The Housing Scene by by Lew Sichelman
by Lew Sichelman
The Housing Scene | March 29th, 2019

When it comes to new home communities, bigger is often better, to builders as well as buyers.

Master planned communities, or MPCs, are defined as properties for which every element and consideration is planned from the get-go and the community is contracted to follow that plan exactly.

“Developers have learned that they can achieve even more sales and higher prices by joining forces with adjacent land owners to create larger master planned communities with scale,” John Burns Real Estate Consulting, based in Irvine, California, said in a recent report. The company calls these “mega masterplans.”

John Burns Real Estate Consulting figures some 28,000 people bought new homes in the top 50 MPCs last year. That’s nearly 5 percent of the estimated 613,000 new houses sold in 2018. The company also reports that each of the top 50 sold at least 320 new units last year, or nearly one a day.

The problem with MPCs is that houses within their borders usually come at premium prices. After all, someone has to pay for all that good stuff. So, if you are extremely cost-conscious, you might want to stick with stand-alone communities. “There are plenty of nicely done free-standing communities,” says Jody Kahn, a senior vice president at the Burns consulting outfit.

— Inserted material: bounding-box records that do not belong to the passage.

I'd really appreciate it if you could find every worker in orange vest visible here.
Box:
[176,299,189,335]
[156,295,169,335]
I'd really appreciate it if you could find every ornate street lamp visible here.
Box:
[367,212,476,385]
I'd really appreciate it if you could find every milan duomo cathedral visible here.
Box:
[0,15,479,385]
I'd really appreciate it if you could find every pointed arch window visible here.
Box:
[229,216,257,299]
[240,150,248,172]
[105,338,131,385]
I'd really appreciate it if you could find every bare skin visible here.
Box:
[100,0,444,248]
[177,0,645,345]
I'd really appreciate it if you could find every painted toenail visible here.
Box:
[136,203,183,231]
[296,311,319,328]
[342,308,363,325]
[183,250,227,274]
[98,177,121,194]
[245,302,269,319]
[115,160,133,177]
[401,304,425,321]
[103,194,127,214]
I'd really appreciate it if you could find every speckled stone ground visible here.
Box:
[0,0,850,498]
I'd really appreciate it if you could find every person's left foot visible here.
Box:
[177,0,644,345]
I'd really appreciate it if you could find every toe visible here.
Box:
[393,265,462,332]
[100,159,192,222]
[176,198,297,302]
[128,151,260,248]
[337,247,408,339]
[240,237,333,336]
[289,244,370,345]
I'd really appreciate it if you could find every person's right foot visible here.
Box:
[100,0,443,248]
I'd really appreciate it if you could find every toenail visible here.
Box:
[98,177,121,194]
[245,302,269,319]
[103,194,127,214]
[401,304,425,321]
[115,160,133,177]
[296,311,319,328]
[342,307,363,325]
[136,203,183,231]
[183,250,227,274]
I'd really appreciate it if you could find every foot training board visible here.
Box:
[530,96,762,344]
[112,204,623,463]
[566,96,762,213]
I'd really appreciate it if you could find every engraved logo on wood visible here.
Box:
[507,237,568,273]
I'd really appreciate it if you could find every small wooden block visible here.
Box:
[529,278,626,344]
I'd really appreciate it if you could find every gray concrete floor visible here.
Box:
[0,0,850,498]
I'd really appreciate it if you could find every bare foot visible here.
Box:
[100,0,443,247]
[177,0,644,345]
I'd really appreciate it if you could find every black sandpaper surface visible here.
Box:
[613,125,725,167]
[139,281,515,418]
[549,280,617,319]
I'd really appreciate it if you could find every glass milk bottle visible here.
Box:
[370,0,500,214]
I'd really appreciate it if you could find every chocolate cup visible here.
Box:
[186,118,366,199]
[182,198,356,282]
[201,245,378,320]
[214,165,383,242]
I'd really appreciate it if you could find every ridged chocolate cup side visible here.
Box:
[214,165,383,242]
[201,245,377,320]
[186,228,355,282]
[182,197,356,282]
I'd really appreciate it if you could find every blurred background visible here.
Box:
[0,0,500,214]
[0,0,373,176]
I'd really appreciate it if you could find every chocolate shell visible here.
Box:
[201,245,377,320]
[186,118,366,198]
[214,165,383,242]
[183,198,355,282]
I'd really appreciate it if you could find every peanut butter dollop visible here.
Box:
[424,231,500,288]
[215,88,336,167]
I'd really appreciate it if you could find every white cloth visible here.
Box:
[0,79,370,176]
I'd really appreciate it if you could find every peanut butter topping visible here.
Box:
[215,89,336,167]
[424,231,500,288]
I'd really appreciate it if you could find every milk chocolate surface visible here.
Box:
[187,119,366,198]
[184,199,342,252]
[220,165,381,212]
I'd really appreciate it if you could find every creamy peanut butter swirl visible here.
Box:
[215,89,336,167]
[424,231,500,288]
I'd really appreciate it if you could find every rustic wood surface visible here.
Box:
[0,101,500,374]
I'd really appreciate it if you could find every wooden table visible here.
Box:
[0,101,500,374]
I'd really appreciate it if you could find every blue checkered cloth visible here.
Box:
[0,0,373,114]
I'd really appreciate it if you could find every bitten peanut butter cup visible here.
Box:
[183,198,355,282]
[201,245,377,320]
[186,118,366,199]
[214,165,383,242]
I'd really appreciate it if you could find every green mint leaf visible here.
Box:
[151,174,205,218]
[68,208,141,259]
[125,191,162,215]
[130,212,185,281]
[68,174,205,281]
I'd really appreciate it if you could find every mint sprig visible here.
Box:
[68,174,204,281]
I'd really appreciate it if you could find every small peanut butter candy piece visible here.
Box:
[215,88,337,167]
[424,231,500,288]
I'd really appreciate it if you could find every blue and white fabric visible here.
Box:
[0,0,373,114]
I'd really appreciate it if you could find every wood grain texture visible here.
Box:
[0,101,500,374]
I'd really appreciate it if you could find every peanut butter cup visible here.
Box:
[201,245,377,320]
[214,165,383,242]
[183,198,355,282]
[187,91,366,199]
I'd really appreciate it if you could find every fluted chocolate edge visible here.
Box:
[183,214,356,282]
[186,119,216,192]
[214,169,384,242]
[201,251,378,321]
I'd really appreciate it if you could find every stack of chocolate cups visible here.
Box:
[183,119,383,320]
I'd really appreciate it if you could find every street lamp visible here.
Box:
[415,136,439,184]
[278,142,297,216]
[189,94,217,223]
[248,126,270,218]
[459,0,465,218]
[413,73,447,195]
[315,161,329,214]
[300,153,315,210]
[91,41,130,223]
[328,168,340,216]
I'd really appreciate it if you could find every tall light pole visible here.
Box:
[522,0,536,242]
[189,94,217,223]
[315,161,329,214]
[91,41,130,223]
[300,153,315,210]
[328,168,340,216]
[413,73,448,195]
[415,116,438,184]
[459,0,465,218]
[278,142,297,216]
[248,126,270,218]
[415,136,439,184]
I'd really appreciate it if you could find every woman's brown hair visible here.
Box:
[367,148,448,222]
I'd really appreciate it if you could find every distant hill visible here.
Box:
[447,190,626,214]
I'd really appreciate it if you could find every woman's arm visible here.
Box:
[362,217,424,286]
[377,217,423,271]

If you are after the perks, though, there are perhaps 500 or so MPCs throughout the country to choose from. Here are some things to consider:

-- Amenities: If you can’t find a house you like, then this is a moot point. But once you do, take a hard look at the amenities package. There’s no rule of thumb about what has to be offered, but Kahn says that “at a minimum,” the place should feature “a solid water-themed amenity,” a pool and clubhouse, perhaps a lagoon or lake. “People really gravitate to water.”

Twenty years ago, a golf course or two was a must-have feature, but no more. Lately, interests have shifted toward things like walking and biking trails that are not paved to give the property a less-developed appearance. Estrella in Goodyear, Arizona, outside Phoenix, will include more than 50 miles of paths and trails for residents’ use.

Parks in and between neighborhoods are popular these days, too, as are social networks and a healthy lifestyle. Harvest in Argyle, Texas, near Dallas, has a working farm with community and private plots.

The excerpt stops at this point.